I told Dr Al about my symptoms of aches and pains which have come back after an absence of about a year. He said it sounds like the polymyalgia has flared again, and took an ESR test which measures inflammation in tissue. I'll get the result of that next week and if its not normal then I get the green light to take some low dose steroids again.

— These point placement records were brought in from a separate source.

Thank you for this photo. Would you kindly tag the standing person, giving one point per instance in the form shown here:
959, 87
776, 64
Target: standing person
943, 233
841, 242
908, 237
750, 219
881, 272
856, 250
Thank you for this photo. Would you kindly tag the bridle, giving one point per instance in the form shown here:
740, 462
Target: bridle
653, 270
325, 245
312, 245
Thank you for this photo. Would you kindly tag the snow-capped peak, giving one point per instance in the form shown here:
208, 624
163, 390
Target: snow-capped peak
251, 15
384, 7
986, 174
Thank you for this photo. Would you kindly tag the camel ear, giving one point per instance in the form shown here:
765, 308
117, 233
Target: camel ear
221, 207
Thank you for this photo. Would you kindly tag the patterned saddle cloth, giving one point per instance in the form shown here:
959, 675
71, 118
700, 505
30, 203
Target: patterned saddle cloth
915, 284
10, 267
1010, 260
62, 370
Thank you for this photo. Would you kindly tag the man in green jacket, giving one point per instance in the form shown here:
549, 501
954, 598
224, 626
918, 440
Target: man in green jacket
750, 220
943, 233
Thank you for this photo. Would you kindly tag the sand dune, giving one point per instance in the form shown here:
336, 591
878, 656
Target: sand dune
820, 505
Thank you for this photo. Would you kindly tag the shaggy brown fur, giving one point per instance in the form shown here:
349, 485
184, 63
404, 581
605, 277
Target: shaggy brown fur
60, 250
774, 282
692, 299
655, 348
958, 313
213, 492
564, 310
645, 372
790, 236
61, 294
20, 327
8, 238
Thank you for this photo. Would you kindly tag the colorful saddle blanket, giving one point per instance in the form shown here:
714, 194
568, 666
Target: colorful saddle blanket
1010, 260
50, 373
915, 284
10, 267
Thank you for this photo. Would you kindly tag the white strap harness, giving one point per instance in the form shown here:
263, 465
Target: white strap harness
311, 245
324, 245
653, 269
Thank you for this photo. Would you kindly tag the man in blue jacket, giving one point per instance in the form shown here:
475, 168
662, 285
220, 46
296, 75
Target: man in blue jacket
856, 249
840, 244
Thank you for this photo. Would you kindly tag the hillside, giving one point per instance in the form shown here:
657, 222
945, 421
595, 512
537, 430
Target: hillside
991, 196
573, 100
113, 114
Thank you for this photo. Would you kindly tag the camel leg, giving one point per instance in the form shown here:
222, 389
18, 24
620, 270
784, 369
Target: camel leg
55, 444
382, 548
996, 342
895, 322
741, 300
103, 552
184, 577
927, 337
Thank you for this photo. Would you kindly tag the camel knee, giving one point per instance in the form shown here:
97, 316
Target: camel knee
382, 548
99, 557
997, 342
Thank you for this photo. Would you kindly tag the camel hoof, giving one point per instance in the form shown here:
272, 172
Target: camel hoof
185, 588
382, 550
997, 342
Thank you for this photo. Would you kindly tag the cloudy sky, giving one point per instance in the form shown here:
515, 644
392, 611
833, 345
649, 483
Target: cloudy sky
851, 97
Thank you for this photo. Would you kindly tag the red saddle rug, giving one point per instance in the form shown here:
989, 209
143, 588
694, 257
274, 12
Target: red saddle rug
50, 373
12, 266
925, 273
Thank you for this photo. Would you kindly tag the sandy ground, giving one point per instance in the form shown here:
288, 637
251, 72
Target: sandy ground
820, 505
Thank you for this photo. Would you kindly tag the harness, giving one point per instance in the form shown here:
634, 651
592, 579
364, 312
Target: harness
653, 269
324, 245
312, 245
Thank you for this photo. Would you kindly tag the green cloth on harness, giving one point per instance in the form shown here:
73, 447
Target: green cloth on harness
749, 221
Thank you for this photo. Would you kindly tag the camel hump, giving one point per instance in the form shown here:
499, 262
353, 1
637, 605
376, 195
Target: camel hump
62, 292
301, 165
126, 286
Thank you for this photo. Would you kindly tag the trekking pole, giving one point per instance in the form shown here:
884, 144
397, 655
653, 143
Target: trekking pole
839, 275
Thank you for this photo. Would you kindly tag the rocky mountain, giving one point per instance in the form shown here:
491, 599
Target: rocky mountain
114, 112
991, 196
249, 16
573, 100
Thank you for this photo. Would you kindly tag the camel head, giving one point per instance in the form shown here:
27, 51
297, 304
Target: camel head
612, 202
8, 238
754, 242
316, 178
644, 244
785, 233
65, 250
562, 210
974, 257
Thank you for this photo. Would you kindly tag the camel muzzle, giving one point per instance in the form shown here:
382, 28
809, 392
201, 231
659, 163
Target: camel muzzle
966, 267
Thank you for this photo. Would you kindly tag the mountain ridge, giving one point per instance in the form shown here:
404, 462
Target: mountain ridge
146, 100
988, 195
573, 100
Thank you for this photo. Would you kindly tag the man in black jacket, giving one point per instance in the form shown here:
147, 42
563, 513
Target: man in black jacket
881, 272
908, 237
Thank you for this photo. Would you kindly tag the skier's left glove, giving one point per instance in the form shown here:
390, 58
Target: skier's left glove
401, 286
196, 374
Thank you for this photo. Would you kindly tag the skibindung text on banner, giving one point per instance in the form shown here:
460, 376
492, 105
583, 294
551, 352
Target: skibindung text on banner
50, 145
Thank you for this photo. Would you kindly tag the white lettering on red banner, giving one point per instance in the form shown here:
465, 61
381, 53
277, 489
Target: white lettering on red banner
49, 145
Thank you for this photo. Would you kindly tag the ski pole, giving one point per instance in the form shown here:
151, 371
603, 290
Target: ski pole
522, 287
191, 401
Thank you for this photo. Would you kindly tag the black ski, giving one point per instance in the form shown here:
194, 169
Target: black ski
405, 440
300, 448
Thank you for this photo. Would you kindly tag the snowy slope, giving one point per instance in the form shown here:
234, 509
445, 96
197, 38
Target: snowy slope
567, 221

Apart from the fact that a 20 minute appointment in Salford takes nearly 5 hours out of my day, it went ok. It was nice to be seen by Dr Al again, as last time it was his registrar Dr B. Dr B is writing up the research article on my case, for publication by the British Medical Journal. But apparently his first draft didnt get an A* in Dr Al's view so he has to do his homework again.

Friday, 13 January 2012

Here's to blogging

Last week I met Hannah, who had come across this blog, and as someone also diagnosed with HCC has hopefully found it useful.

Here's to blogging!

Hope your check-up goes well Hannah. Meet up again whenever you want!


Wednesday, 4 January 2012

Story of a legacy

Browsing iPlayer yesterday I came across a short programme about a young girl, Nicole Dryburgh. Nicole was diagnosed age 11 with a tumour on her spine. Her story is here
She died in 2010 at 21.
I'm not sure why her story was on iPlayer at the end of 2011, but she raised a lot of money for the Teenage Cancer Trust and won many achievement awards.
Not only was she beautiful, but she came across on camera as a very positive and compassionate person, in spite of her circumstances.
Her mother was interviewed talking about her, and it struck me that the mother positively glowed with the memories of her daughter.
It seemed that part of Nicole's legacy was not only to leave behind tangible evidence of herself - she raised over £74,000 for a Teenage Cancer Trust unit at the Royal Marsden Hospital in Surrey and £43,000 to fund ‘Nicole’s Sweet’, a paediatric neuro-rehabilitation suite on Lion Ward at King’s College Hospital - but she left behind extraordinary and happy memories for those who loved her.

I follow a number of cancer blogs, and pop in and out of cancer forums. Many cancer patients use war analogies in their stories. They 'battle' against cancer. They declare confidently they will 'win' over the tumours. They 'fight' for each day, frightened it might be their last. Nicole herself didnt use these words, though after her death her family did. Yes she had been angry in the early stages (she had periods of remission). Instead she described her illness and treatment in a straightforward matter of fact voice. She had wit, she had humour, she had a positive attitude, she was determined.

Fellow blogger Carole http://caroleandcancer.blogspot.com is in a bit of a bleak place at the moment. Diagnosed with stage 3 rectal cancer in April 2010 mets in Carole's spine were then diagnosed in October 2011.
Carole, like Nicole, is fundraising. Carole, like Nicole, has a special way with words. Carole, like Nicole, envelops those around her with warmth and love.